A Book Review
By Melissa Fortuin
Author: Robin Malan
Year Published: 1969 first edition
Genre: Poetry
The first poetry anthology I found rambling around as a child was a copy of New Inscapes. It was well hidden under a treasure trove of thick well used history textbooks and Alistair Maclean novels that had belonged to my late grandfather. I perused it for a few seconds and then abandoned it again. The sonnets and stanzas didn’t really make much sense to my mind. The imagery and symbolism and straight up lines cut apart and deconstructed was completely foreign and nonsensical, so I did what any bewildered normal kid would do… I went back to my Thomas The Tank Engine. Little did I know that in a few years that pile of books would become so integral to me. My love of poetry was born right there somewhere in between the pages of John Donne’s churchyard renditions and T. S. Elliot’s sweeping bleak city landscapes. And it was that worn out copy with little notes scribbled in narrow cursive that was the seed.
My reason for selecting New Inscapes is simple. I’ve certainly read many anthologies over the years, mainly geared towards a more mature audience. Some anthologies were thicker than Donald Trump’s skull, and that’s saying pretty much.
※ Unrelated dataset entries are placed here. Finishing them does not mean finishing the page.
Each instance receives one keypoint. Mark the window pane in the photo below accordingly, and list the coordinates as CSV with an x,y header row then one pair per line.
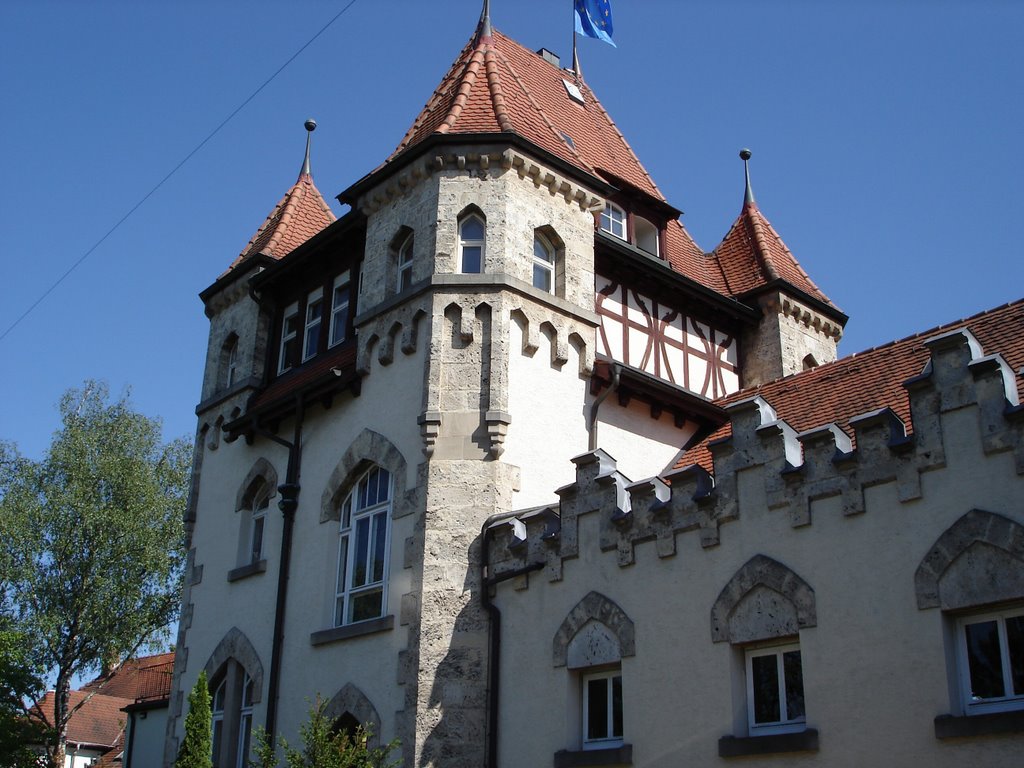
x,y
764,672
984,660
342,564
1015,641
542,278
472,228
471,259
794,675
258,538
367,605
361,547
597,709
380,541
616,707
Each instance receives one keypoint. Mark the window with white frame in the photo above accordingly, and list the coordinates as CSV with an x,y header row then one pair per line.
x,y
231,360
990,660
613,220
340,300
289,338
544,263
404,262
314,318
363,549
602,710
471,244
260,504
775,690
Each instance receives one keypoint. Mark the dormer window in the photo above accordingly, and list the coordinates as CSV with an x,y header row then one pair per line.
x,y
289,338
340,300
645,235
314,317
404,264
544,263
471,240
613,220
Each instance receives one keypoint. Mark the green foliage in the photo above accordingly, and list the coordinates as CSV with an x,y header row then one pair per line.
x,y
19,681
197,748
323,747
91,541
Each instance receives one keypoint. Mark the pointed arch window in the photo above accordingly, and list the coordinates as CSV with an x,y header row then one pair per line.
x,y
613,220
471,244
404,263
363,549
544,263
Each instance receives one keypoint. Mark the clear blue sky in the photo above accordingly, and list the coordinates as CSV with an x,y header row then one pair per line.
x,y
886,139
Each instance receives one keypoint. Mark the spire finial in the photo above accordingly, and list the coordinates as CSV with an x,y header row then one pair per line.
x,y
310,127
744,154
484,30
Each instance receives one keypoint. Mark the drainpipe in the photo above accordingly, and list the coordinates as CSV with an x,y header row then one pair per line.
x,y
288,504
495,634
615,372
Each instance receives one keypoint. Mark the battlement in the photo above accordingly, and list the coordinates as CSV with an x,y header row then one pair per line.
x,y
797,468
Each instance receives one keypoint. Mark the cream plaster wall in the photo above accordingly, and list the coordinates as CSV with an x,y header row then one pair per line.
x,y
642,445
875,666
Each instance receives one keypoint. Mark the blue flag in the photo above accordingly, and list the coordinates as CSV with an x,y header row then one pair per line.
x,y
594,19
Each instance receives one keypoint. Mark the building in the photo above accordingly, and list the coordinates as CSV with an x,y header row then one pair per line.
x,y
122,713
558,487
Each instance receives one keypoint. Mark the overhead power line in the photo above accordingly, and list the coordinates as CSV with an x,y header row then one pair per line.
x,y
174,170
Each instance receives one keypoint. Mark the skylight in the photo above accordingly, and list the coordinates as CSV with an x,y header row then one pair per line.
x,y
573,90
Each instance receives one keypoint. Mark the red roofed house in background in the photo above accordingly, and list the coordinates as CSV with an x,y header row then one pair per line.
x,y
136,691
504,465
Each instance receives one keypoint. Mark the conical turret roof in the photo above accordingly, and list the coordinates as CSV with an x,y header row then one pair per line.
x,y
498,86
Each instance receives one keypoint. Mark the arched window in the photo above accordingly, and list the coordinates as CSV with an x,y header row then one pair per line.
x,y
232,719
404,264
613,220
471,244
544,263
363,549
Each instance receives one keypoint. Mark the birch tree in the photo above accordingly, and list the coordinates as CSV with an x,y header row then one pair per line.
x,y
91,543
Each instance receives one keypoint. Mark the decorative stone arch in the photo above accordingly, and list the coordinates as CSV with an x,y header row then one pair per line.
x,y
977,560
368,449
237,646
763,600
596,631
353,701
262,472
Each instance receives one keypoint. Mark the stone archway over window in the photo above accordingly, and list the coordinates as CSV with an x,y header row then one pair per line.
x,y
368,449
352,701
977,560
596,627
763,600
237,646
261,470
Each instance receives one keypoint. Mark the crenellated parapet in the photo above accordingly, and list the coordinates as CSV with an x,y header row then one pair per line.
x,y
791,469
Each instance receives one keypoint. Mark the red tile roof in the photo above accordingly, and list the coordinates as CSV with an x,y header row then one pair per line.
x,y
753,254
145,678
869,380
99,722
300,214
498,86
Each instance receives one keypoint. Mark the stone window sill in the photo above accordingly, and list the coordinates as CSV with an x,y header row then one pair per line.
x,y
247,570
348,631
580,758
732,747
952,726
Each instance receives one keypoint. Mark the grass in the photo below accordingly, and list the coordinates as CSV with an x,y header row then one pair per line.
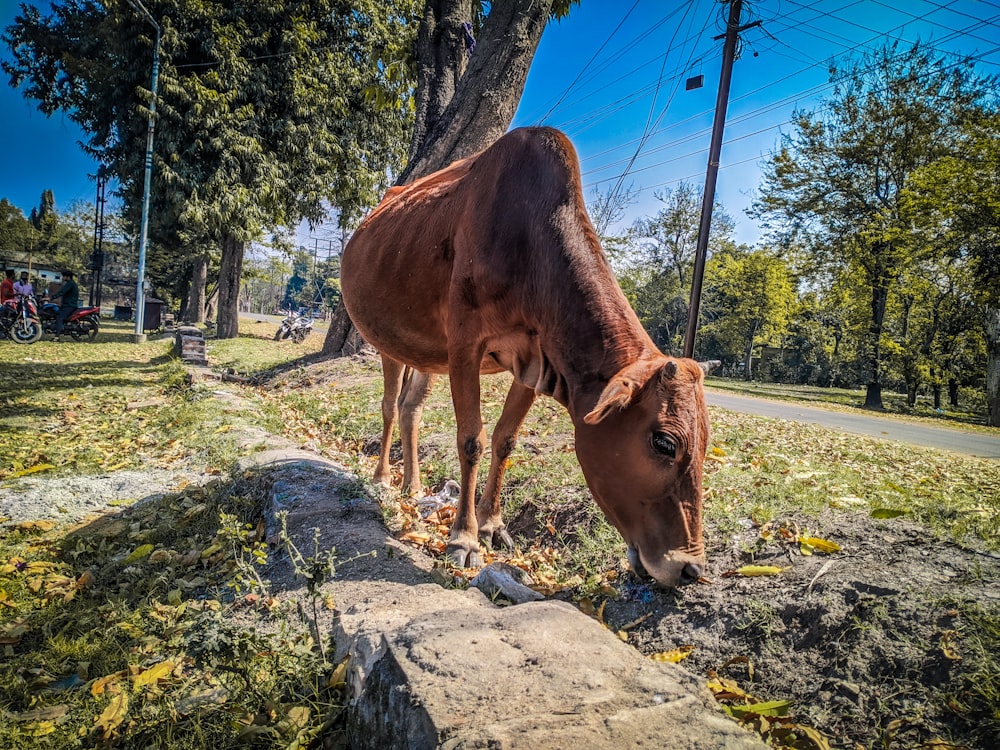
x,y
970,415
154,628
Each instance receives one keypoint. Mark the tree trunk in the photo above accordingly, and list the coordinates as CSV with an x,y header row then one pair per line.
x,y
228,325
194,306
460,113
880,296
992,331
441,59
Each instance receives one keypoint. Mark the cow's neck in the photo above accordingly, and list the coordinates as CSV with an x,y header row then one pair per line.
x,y
585,344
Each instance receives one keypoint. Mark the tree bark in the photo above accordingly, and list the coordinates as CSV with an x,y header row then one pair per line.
x,y
194,307
484,99
992,331
228,323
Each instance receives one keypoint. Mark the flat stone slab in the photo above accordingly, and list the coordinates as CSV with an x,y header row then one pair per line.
x,y
536,675
432,667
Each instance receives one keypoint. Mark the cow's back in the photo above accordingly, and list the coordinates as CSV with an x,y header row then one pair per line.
x,y
490,237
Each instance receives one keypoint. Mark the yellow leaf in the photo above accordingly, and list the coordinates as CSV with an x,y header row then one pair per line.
x,y
102,684
154,674
35,525
11,632
759,570
113,716
674,655
770,708
138,553
210,550
32,470
161,555
726,689
820,545
86,579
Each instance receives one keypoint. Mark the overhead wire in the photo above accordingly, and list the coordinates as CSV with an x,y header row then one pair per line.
x,y
756,112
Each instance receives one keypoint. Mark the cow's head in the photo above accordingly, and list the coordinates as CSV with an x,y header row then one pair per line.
x,y
642,451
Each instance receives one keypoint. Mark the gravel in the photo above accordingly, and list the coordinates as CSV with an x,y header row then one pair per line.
x,y
72,499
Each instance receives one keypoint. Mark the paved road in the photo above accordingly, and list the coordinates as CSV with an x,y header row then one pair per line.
x,y
958,441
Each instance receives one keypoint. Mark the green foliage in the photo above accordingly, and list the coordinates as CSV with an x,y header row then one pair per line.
x,y
838,189
261,119
749,296
655,270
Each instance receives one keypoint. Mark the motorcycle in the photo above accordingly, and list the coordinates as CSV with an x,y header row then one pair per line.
x,y
19,320
295,327
82,323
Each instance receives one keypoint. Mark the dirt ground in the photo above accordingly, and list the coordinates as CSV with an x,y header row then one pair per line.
x,y
872,644
889,642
This particular anthology, however, is incredibly nostalgic. In the blink of an eye, I find myself back at my wooden school desk where for the first time the sonnets and stanzas and symbols and those butchered e. e. cummings poems that looked like they had walked right into the arms of Freddy Kruger in A Nightmare On Elm Street were FINALLY being explained to me, as I’m scribbling notes in an HB pencil. I was perplexed and overwhelmed, whether it was the exact syntax or the way my teachers would emphatically read through the works and pause dramatically where necessary. Nowhere, not even in prose had words strung together sounded more beautiful. My heart opened up like a budding flower. A child discovering the power and beauty in words was the result. So in a nutshell (my nutshells are Never truly nutshells) nostalgia is motivation for this schoolyard classic anthology.
New Inscapes was first published in 1969. It was geared mainly for South African senior high school students. The compiler, Robin Malan, felt that very few anthologies available at the time contained a broad enough or well scoped out variety of poetry proceeding the end of the Second World War and as a result, a great deal of modern English poetry would be left undiscovered. His attempts in New Inscapes was to remedy the imbalance in which mostly pre-twentieth-century poetry was seemingly preferred by educational boards. As a result, New Inscapes has been divided into three parts. Part one consists of what is to be considered as ‘standard’ or classical poetry. Here you’ll find your anonymous ballads (pull out the lyre or ukulele gentleman, place your romantic interest under a blooming tree and woo her with tales of disease and knighthood… Allow a breeze to gentle lift your hair while you’re at it), you can satisfy your Chaucer taste buds, see what are Christopher Marlowe’s, Queen Elizabeth the firsts supposed secret lovers deepest qualms (probably that she wouldn’t make them Facebook official), and still get time to recapture your Shakespeare, Pope, Shelley, and Keats. I call these the “oldies but goldies”. Later the mood mellows and there are more structured modern poems. Here you will find your always somber Frost or Prayer before births Louis MacNeice. If you enjoy struggling to read English or wondering if some were written in English at all and wished you owned a feather pen and ink pot or typewriter, part one is your spirit animal.
Part two is more modern poetry but poetry more inclined to illustrate the immense variety of expression and style in modern poetry. The selection in terms of geographic dispersion is great, and not limited to British, American, South African, Australian, New Zealand, Canadian and West Indian poets. More amazingly some of the poems contained here are by writers who were still in school when the poems were written. Part three reflects poetry from acknowledged masters for e.g. Ted Hughes, Plath, Thom Gunn etc., as well as works written within the last seventeen years (take into account publication dates) especially in Southern Africa. With the immense volume of significant happenings in these parts over those years, it was integral that I include an anthology that too whispered our stories. Modern poetry as a child was a blessing. It allows one to pack away the Yeats and Wordsworth for a moment to finally dive into something that felt more like my reality and world. Shakespeare can talk about love for his fair maiden but what can my people my city my history and my people’s bloodshed tell me? We simply cannot forget our own amazing storytellers.
Of course in no way is any anthology of various poets stitched together ever satisfactorily complete. The big poetry bosses will argue and debate poems and what makes a good poem or bad poem or classic poem, and arguing compilation is definitely Defcon 1. So if you are ever in the mood for some easy poetry reading, that’s not to bad in the broad department and brings you back to some classroom favorites, then grab an iced tea and make your way to your favorite park bench or tree in your backyard. The perks are you’ll never run out of sweet nothings to whisper to your loved ones.